Because individuals cannot be easily discouraged from saving when they sense economic troubles, governments resort to taking the money individuals invest in government bonds and spending it for them. Instead of these savings going into the most productive industries and investments, it is turned into government make-work projects like bailing out poorly run companies and inefficiently building unneeded infrastructure projects. In short, these savings are diverted from achieving their natural role of encouraging long-term economic growth into short-term make-work projects.

The same short-sighted mistakes are made at the institutional level. Rather than simply reducing spending and production, organizations often choose to provide a lower quality product, thus diminishing their reputation and hurting their long-term growth. This is especially true of service organizations like private schools and colleges where it can seem more attractive to accept lower quality applicants who can pay full tuition than it is to offer scholarships or simply lower tuition so as to enable more high quality students to be able to attend. This latter requires some belt tightening, but it ensures that the quality of the product is maintained or even raised. Above all, customers demand value for their investment during crises.
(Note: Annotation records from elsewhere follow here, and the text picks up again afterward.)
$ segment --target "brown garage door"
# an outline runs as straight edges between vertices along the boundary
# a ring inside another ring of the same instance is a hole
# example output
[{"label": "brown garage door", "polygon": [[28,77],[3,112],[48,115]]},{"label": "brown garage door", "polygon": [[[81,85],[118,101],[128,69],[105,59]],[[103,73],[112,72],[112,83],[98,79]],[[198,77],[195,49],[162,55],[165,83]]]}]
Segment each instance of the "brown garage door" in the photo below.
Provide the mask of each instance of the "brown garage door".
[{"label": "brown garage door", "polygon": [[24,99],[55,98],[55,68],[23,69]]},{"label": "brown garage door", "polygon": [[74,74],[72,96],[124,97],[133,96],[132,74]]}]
Schools and similar service-based organizations need to both reduce their prices and raise their quality.

Whereas the individual instincts to save money and look for better value during crises are very healthy, institutions and governments with short term economic objectives tend to make decisions which seem to be compelling in the short term, but which ultimately diminish the health of the country or organization. The role of crises is to improve value and savings, and resistance these ends will only protract and deepen the economic suffering.